Возникновение и эволюция «советской любви» в равной степени обязаны особенностям идеологии, коммунальному быту, образованию новых социальных страт (что, впрочем, черта не только советской любви), текущему политическому положению в стране и даже мировым тенденциям в кинематографе (в американском кино до начала семидесятых эротика также подвергалась цензуре).

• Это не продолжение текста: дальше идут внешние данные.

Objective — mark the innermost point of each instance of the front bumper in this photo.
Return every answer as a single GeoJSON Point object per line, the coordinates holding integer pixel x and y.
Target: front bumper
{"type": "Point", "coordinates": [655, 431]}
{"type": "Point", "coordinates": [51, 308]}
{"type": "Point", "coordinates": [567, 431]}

Интересно, что о национальных особенностях любви в этом контексте речи не идет, — и это кажется естественным, поскольку многонациональный СССР декларировал братство и взаимную любовь всех народов. Но можно, наверное, представить, что не всем удавалось легко вписаться в формат коммуны, привыкнуть к ритуалу обобществления частного пространства любви. Казалось бы, «еврейские жены» коммунистов как явление советского общества могли бы стать неплохим примером компромисса, если иметь в виду традиции общественных отношений еврейских местечек и опыт их эмансипации. Но эмансипация неизбежно влечет за собой ассимиляцию, так что советские евреи (и не только они), входя в большую советскую «семью народов», фактически утрачивали собственную культуру любовных отношений и семейные традиции.
Финальная статья сборника посвящена нарративу Гришковца и его симптоматике, в частности — «новой искренности» его театра. Стэнд-ап комедия, где персонажи — и актер, и зрители: вот главная особенность этого театра. Интересно, что Гришковец определяется как продолжатель жанра, патриархом которого назван Михаил Жванецкий. В театре Гришковца мы снова сталкиваемся с отчуждением переживания, но уже не в пользу общества — это глубоко личная рефлексия, вот только итог ее снова не удовлетворителен.

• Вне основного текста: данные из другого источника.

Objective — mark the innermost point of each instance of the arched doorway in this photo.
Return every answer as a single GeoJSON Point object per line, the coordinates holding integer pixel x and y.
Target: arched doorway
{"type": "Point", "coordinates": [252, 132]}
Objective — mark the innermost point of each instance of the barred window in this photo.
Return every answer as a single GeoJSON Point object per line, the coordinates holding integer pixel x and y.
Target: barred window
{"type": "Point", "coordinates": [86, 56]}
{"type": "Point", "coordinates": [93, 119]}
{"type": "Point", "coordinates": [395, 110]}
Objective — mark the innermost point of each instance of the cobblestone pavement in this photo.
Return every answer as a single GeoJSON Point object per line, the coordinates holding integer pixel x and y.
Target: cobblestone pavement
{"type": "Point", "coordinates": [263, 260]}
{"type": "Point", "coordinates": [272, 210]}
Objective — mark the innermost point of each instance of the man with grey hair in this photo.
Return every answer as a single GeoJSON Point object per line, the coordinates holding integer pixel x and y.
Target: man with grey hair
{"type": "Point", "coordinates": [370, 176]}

Искренность и самовыражение, таким образом, оказываются floating signifiers – их означаемое и составляет главную проблему театра Гришковца, его, если угодно, «пустой центр». <…> Но «голый человек на голой земле» – это типичность без идентичности. <…> Зрителям только кажется, что они узнают жизнь как целое. А на самом деле — они узнают детали, синекдохически замещающие это целое. Но если это действительно так, то эффект узнавания, вызываемый спектаклями Гришковца, не менее обманчив, чем его «искренность». Потому что возникающая на спектакле общность между персонажем и зрителями опять-таки порождает проблему: если наши самые индивидуальные, на подсознании зафиксированные воспоминания так универсальны, то где же прячется моя неповторимая индивидуальность? Где граница между своим и чужим? И есть ли она вообще?

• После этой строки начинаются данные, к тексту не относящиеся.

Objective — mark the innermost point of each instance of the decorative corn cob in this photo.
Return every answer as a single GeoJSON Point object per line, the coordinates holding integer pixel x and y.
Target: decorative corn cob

Так авторы сборника проводят читателя от опытов Дзиги Вертова в фильме «Со всех концов нашей необъятной родины», где Сталин утверждается как символическая фигура Дон Жуана, объект вожделения и поклонения советских женщин, до героев Гришковца, у которых Эрос подменен Танатосом, и поэтому единение с ними возможно «только при условии разделенного насилия, общей виктимизации, связи через боль и страдание». Уничтоженное личное не выросло само по себе после распада СССР; медленно, длинной дорогой, на дирижаблях и ржавых космических кораблях остатки империи добрались до пустыни реальности Русского острова, где долгими темными ночами едят собак и вспоминают детство.